Hello ,
I have 2 different datasets, listed below. I have requirement - for every account in dataset1 it should iterate through each row in dataset2 and check if dataset1.groupid=dataset2.groupid and if it matches update dataset2.status_code value in dataset1.reject_code. Here only the clause reject_code should be updated with first matching row of dataset2 and then it can break the dataset2 loop and skip to next account in dataset1.
Dataset1
Group_Id Account_Number Reject_code
1 8561234
1 8881246
2 9412381
4 8718912
Dataset2
Group_Id Reject_Code Status_Code
1 8561234 c01
1 8881246 d85
2 48981211 e48
Here is the pseudo code am thinking of but couldn't do working implementation in sas.

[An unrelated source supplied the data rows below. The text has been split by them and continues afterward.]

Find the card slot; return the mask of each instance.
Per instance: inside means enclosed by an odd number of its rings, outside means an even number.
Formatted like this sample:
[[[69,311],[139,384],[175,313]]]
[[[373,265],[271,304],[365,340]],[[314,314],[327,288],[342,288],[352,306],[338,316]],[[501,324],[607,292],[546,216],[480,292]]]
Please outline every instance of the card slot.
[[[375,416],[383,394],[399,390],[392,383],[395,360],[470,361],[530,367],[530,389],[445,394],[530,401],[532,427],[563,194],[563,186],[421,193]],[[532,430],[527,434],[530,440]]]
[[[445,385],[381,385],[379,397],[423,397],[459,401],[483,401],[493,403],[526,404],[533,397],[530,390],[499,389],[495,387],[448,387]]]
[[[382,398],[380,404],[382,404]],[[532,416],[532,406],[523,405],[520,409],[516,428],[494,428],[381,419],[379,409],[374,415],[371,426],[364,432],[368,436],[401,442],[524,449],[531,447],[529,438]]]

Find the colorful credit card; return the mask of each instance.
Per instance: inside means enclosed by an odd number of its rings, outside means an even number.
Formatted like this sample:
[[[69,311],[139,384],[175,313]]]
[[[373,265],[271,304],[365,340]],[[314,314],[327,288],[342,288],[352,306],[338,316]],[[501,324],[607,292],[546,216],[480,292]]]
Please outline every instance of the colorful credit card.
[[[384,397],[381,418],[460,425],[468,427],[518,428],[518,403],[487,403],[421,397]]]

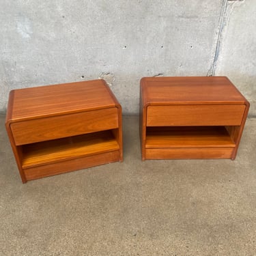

loopcnt is no of rows of dataset1 and loopcntr is no of rows in dataset2. Please ignore syntax mistakes and treat it as pseudo code.
Can you please advise on how to implement this as am stuck with it ?
let %i=1;
let %j=1;
%do %until (&i < &loopcnt);
%do %until (&j <&loopcntr)
if dataset1[i].group_id=dataset2[j].group_id
then update dataset1.reject_code=dataset.status_code.
%end
%end
If those are the input data sets, what is the expected output? Since you mention that only the first one should be updated, please include a few cases where a record may not be updated or there are multiple records to consider and only the first should be chosen.
@sasuser_01 wrote:
Hello ,
I have 2 different datasets, listed below. I have requirement - for every account in dataset1 it should iterate through each row in dataset2 and check if dataset1.groupid=dataset2.groupid and if it matches update dataset2.status_code value in dataset1.reject_code. Here only the clause reject_code should be updated with first matching row of dataset2 and then it can break the dataset2 loop and skip to next account in dataset1.
Dataset1
Group_Id Account_Number Reject_code
1 8561234
1 8881246
2 9412381
4 8718912
Dataset2
Group_Id Reject_Code Status_Code
1 8561234 c01
1 8881246 d85
2 48981211 e48
Here is the pseudo code am thinking of but couldn't do working implementation in sas.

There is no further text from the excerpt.